The data stored in a table is called entities. As a table is usually represented as an array, the data attributes (first name, last name...) are called columns and the records (the employees) are called rows. id_employee is a database specific technical identifier called a primary key. It is used to link the entities from a table to another. To do so, it must be unique for each row. A primary key is usually underlined. Any unique attribute (for instance, the mail) or group of attributes (for instance, the first name and last name) can be the table primary key but it is recommended to use an additional technical id (id_employee) for primary key.

Let's create a second table called project which stores the company projects:

employee
id_employee an integer
firstname a string of characters
lastname a string of characters
phone 10 numbers
mail a string of characters
project
id_project an integer
name a string of characters
created_on a date
ended_on a date
# manager an integer

And the company projects would be stored like this:

employee
id_employee firstname lastname phone mail
1 Big BOSS 936854270 big.boss@company.com
2 John DOE 936854271 john.doe@company.com
3 Linus TORVALDS 936854272 linus.torvalds@company.com
4 Jimmy WALES 936854273 jimmy.wales@company.com
5 Larry PAGE 936854274 larry.page@company.com
project
id_project name created_on ended_on # manager
1 Google 1998-09-08 NULL 5
2 Linux 1991-01-01 NULL 3
3 Wikipedia 2001-01-01 NULL 4

id_project is the primary key of the project table and manager is a foreign key. A foreign key is a technical id which is equal to one of the primary keys stored in another table (here, the employee table). Doing this, the Google project is linked to the employee Larry PAGE. This link is called a relationship. A foreign key is usually preceded by a sharp. Note that several projects can point to a common manager so an employee can be the manager of several projects.
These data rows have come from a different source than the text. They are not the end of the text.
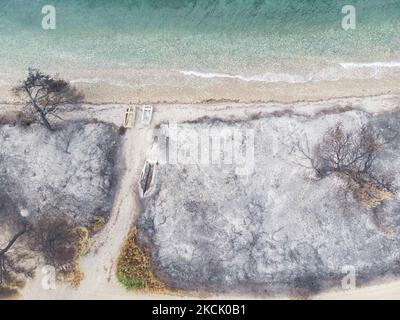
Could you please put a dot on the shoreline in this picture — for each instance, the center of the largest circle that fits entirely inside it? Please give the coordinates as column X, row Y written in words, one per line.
column 225, row 91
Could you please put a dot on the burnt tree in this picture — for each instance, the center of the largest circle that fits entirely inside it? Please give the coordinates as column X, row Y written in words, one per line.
column 46, row 94
column 352, row 155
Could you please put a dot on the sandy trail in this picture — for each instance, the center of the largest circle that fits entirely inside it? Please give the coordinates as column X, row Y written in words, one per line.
column 99, row 264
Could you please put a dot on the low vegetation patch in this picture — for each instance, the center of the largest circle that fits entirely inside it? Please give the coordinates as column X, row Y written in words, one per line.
column 134, row 268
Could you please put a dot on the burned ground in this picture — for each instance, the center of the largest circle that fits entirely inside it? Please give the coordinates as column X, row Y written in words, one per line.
column 275, row 230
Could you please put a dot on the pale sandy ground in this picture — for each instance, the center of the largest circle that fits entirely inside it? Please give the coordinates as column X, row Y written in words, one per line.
column 99, row 265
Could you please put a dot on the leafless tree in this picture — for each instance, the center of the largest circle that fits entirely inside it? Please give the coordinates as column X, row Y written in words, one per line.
column 46, row 94
column 351, row 155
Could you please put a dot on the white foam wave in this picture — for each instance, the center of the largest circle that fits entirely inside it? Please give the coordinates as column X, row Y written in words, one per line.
column 374, row 70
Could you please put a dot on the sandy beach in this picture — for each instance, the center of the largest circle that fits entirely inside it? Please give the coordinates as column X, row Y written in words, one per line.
column 218, row 90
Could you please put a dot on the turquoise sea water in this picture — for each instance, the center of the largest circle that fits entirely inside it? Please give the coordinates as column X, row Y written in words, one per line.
column 251, row 40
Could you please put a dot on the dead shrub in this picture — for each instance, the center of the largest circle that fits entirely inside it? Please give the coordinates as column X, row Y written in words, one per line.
column 62, row 244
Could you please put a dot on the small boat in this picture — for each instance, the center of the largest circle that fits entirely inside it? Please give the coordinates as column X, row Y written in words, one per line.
column 130, row 116
column 147, row 114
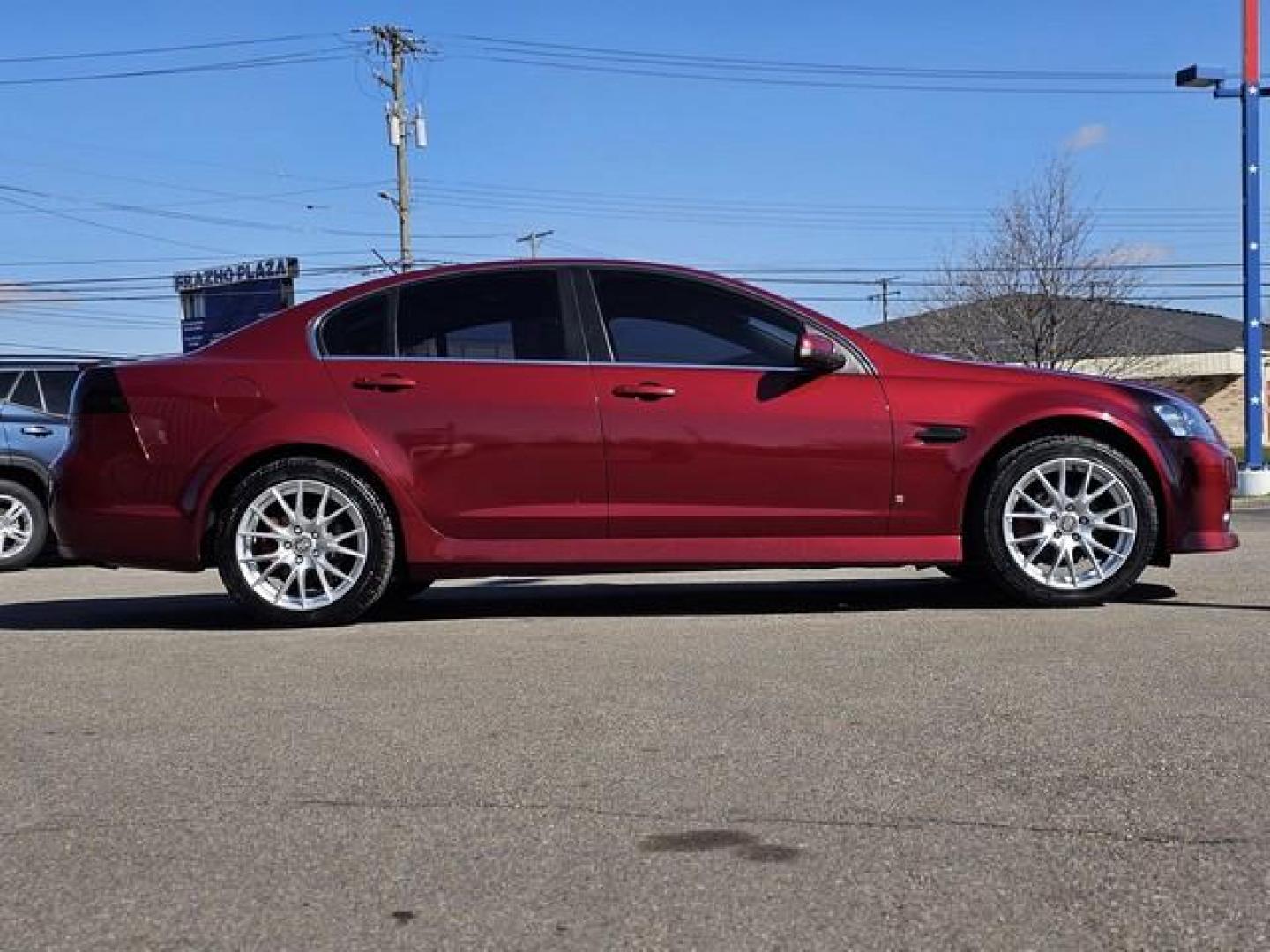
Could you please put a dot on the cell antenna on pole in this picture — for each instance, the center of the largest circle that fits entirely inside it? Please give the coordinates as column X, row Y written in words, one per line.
column 395, row 43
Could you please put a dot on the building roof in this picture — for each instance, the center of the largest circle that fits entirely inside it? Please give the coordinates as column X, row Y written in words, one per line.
column 1138, row 329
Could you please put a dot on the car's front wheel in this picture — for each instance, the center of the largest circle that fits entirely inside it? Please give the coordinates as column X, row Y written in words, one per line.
column 1068, row 521
column 306, row 542
column 23, row 525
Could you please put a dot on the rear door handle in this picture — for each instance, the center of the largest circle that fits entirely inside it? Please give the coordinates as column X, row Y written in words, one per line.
column 646, row 391
column 385, row 383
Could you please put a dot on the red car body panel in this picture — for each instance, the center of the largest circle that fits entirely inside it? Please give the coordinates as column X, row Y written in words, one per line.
column 519, row 466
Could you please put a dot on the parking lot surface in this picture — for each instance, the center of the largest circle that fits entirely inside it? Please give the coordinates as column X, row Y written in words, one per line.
column 738, row 761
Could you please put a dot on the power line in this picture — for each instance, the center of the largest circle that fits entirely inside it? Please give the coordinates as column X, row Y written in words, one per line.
column 153, row 49
column 297, row 58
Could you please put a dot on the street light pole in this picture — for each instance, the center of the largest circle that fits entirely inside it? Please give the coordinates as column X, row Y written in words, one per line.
column 1255, row 479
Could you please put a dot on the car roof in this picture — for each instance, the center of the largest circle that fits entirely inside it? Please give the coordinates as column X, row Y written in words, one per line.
column 49, row 363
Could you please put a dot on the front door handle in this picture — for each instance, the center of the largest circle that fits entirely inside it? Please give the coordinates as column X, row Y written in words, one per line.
column 646, row 391
column 385, row 383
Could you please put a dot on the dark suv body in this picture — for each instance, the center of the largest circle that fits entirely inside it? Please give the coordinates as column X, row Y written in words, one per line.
column 34, row 405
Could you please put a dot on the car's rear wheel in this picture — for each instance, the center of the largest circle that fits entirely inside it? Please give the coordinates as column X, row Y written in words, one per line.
column 306, row 542
column 1068, row 521
column 23, row 525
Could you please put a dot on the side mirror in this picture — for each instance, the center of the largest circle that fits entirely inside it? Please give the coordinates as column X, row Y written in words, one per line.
column 818, row 353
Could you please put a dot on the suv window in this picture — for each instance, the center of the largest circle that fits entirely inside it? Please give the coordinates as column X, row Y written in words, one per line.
column 26, row 392
column 358, row 329
column 57, row 386
column 504, row 316
column 660, row 319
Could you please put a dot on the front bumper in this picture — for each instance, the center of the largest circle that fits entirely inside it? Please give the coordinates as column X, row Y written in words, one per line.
column 1206, row 479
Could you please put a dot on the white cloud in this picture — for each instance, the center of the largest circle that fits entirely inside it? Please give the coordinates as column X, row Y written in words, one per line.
column 11, row 292
column 1137, row 253
column 1087, row 136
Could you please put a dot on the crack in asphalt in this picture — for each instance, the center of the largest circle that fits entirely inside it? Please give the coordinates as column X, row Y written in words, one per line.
column 893, row 822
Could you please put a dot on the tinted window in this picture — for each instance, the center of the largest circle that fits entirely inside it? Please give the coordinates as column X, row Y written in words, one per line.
column 57, row 386
column 26, row 394
column 510, row 316
column 654, row 319
column 358, row 329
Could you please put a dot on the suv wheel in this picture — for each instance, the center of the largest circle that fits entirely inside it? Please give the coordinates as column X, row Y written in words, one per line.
column 1068, row 521
column 306, row 542
column 23, row 525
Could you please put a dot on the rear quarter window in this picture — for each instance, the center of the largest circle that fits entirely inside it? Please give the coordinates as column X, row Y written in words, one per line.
column 57, row 386
column 358, row 329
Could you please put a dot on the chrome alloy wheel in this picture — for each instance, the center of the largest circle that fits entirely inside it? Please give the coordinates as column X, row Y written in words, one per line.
column 1070, row 524
column 302, row 545
column 17, row 527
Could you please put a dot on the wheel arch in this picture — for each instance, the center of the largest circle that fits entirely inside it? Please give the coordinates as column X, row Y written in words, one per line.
column 224, row 489
column 26, row 475
column 1090, row 427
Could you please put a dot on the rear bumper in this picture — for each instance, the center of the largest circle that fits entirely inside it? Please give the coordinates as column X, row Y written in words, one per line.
column 1206, row 475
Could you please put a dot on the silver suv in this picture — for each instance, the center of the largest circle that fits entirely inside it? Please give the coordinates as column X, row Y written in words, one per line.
column 34, row 406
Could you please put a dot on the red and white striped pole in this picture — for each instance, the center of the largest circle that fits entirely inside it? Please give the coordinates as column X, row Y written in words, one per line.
column 1250, row 93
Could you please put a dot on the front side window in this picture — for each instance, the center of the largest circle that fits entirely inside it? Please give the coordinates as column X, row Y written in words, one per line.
column 504, row 316
column 358, row 329
column 660, row 319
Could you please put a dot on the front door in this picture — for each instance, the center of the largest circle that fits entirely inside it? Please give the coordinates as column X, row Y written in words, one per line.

Now, we want to create, not a single link, but multiple links. So we create a junction table. A junction table is a table that isn't used to store data but links the entities of other tables. Let's create a table called members which links employees to project:

employee
id_employee an integer
firstname a string of characters
lastname a string of characters
phone 10 numbers
mail a string of characters
members
# id_employee an integer
# id_project an integer
project
id_project an integer
name a string of characters
created_on a date
ended_on a date
# manager an integer

And the employees and the projects can be linked like this:

employee
id_employee firstname lastname phone mail
1 Big BOSS 936854270 big.boss@company.com
2 John DOE 936854271 john.doe@company.com
3 Linus TORVALDS 936854272 linus.torvalds@company.com
4 Jimmy WALES 936854273 jimmy.wales@company.com
5 Larry PAGE 936854274 larry.page@company.com
6 Max THE GOOGLER 936854275 max.the-googler@company.com
7 Jenny THE WIKIPEDIAN 936854276 jenny.the-wikipedian@company.com
project
id_project name created_on ended_on # manager
1 Google 1998-09-08 NULL 5
2 Linux 1991-01-01 NULL 3
3 Wikipedia 2001-01-01 NULL 4
members
# id_employee # id_project
3 2
2 1
4 3
5 1
2 3
6 1
7 3

An employee can be associated to several projects (John DOE with Google and Wikipedia) and a project can be associated to several employees (Wikipedia with Jimmy, John and Jenny), which is impossible with just a foreign key. A junction table hasn't its own primary key. Its primary key is the couple of foreign keys, as this couple is unique. A junction table can link more than two entity tables by containing more columns.

Relationships edit

So let's list the different types of relationships:

  • One to one,
  • One to many (for instance, the manager of a project),
  • Many to many (for instance, the members of the projects).

For each type of relationships, there is a way to link the entities :

  • One to many relationship: create a foreign key from an entity table to the other,
  • Many to many relationship: create a junction table,
  • One to one relationship: just merge the two tables.

Now you know how to design a database schema and to put the data of your information system into it.